- Location: Beck Hole, North Yorkshire
- Coordinates: 54°24′18″N 0°45′07″W﻿ / ﻿54.405°N 0.752°W
- Type: Reservoir
- Catchment area: 9 hectares (22 acres)
- Basin countries: England
- Managing agency: Yorkshire Water
- Built: 1884
- Max. length: 270 metres (300 yd)
- Surface area: 2 hectares (4.9 acres)
- Average depth: 3.5 metres (11 ft)
- Water volume: 62,031 cubic metres (2,190,600 cu ft)
- Surface elevation: 177 metres (581 ft)

= Randy Mere Reservoir =

Reservoir in North Yorkshire, England

Randy Mere Reservoir (also known as Randymere Reservoir), is a freshwater reservoir owned and operated by Yorkshire Water, near Beck Hole, in North Yorkshire, England. The reservoir was built in the 1880s by Whitby Water Company and holds about 62,000 m3 of water. The reservoir is built on an overflow channel for the proglacial Lake Eskdale, and before being converted into a reservoir, the area was a tarn and a marsh that was used as a commercial leech fishery.

== History ==

The Whitby Waterworks Act 1864 (27 & 28 Vict. c. ccix) authorised the building of a reservoir on Randy Mere. The right to take water from the springs in the Hazel Head area (which feed the reservoir) were acquired in 1871, and in 1884, the reservoir was constructed by Edward Easton & Company with two earthen embankments, one at either end of the reservoir, each being 75 yard in width, and 300 yard between them. The reservoir was built on an existing tarn and marshy ground that was once the site of a commercial leech fishery; locals would wade through the marsh with bare legs and then remove any leeches which had attached themselves to their bare skin. Soon after the opening of the reservoir, water was seen to be leaking from the sandstone around the dam. The had to repair this leak by applying puddle clay walls to the reservoir, but first, they had to prove that the new works, and the original works, were granted under the Whitby Waterworks Act 1864 that gave the water rights for Hazel Head Springs. This was granted under the Whitby Water Act 1895 (58 & 59 Vict. c. xxxvii). Eventually, bituminous sheeting was laid on the bed of the reservoir to stop it seeping between 110,000 impgal and 250,000 impgal per day. These works were completed in 1900 at a cost of £9,000.

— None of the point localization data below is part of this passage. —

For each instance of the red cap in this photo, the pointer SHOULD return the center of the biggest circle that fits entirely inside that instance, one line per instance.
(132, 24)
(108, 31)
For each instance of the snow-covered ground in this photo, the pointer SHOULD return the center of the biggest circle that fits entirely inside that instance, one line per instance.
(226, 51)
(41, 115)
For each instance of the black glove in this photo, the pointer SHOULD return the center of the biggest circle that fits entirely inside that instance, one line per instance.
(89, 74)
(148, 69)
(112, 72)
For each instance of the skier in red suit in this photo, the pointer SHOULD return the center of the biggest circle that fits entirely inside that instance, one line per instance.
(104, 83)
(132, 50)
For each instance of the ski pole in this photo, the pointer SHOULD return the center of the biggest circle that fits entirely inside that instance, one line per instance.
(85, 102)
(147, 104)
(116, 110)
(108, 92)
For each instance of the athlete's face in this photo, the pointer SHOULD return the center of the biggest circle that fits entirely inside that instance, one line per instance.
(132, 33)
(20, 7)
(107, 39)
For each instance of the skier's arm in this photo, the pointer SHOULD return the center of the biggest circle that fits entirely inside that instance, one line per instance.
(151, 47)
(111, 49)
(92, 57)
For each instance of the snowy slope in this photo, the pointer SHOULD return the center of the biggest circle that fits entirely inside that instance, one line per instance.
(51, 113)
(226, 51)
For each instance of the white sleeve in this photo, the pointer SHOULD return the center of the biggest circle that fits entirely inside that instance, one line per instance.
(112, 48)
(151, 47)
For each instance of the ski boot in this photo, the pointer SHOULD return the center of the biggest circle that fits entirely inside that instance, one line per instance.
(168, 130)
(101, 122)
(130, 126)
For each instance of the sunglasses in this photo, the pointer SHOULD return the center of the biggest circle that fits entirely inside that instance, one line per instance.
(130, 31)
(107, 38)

During the rebuilding of 1895, the water supply to Whitby continued through the outfall pipe which bypassed the reservoir, and ran direct to a storage reservoir at Sneaton Castle in Whitby, though fresh water was restricted overnight. The rebuilding process also involved cosmetically altering the sides of the reservoir which had been left with boulders jutting out at all angles. The reservoir was refurbished and cleaned in 1971 to a cost of £45,520, and by this point it was in the control of Scarborough Corporation Waterworks, and then in 1973, it became an asset of Yorkshire Water.

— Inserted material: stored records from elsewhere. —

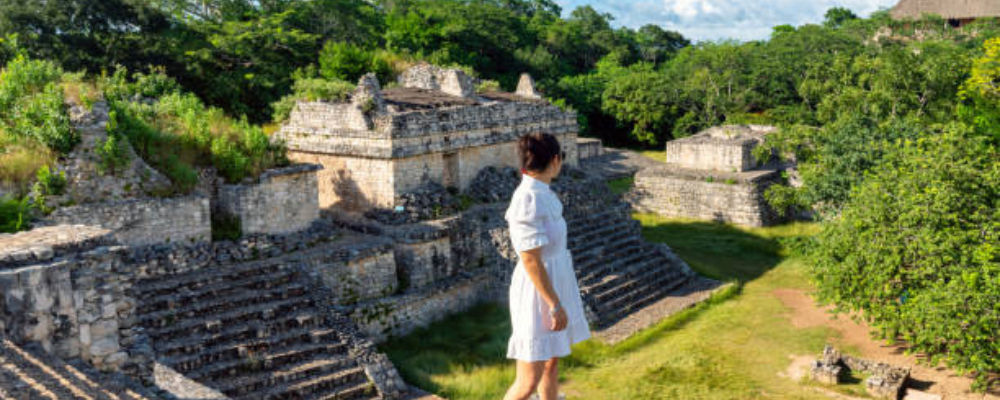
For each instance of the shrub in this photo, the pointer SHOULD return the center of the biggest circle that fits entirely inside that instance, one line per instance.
(310, 88)
(917, 250)
(14, 214)
(113, 154)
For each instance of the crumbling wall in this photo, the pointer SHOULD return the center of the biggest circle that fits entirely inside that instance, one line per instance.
(734, 198)
(281, 201)
(141, 222)
(77, 303)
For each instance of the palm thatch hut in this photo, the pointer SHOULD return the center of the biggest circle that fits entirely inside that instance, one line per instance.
(957, 12)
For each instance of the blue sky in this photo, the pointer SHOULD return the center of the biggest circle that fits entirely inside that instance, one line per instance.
(722, 19)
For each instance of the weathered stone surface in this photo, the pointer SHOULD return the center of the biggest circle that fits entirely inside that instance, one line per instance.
(422, 135)
(143, 221)
(526, 87)
(734, 197)
(281, 201)
(724, 148)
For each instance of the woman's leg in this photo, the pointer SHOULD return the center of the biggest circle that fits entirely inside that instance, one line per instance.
(528, 375)
(548, 387)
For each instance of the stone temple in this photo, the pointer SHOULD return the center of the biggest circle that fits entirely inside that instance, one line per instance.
(433, 127)
(712, 175)
(134, 299)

Ordnance Survey mapping lists the lake as Randy Mere, but Randymere is also used frequently. The reservoir sits on an old overflow channel from the proglacial Lake Eskdale, and so became a marshy area; and because of this, it was historically known as Randay Mire, though it has also been recorded as Randay Mere and Raynday Mere. The name derives from Old English meaning either brink, edge, margin or shore. The reservoir is on Egton High Moor, close to the hamlet of Beck Hole, about 6 mi south-west of Sleights.

Randy Mere is open for angling, with rainbow and brown trout in the reservoir. Permits are issued for fishing between June and October by the Egton Estate, who used to own the land the tarn was once on, but they sold it to the waterworks company whilst retaining the fishing rights.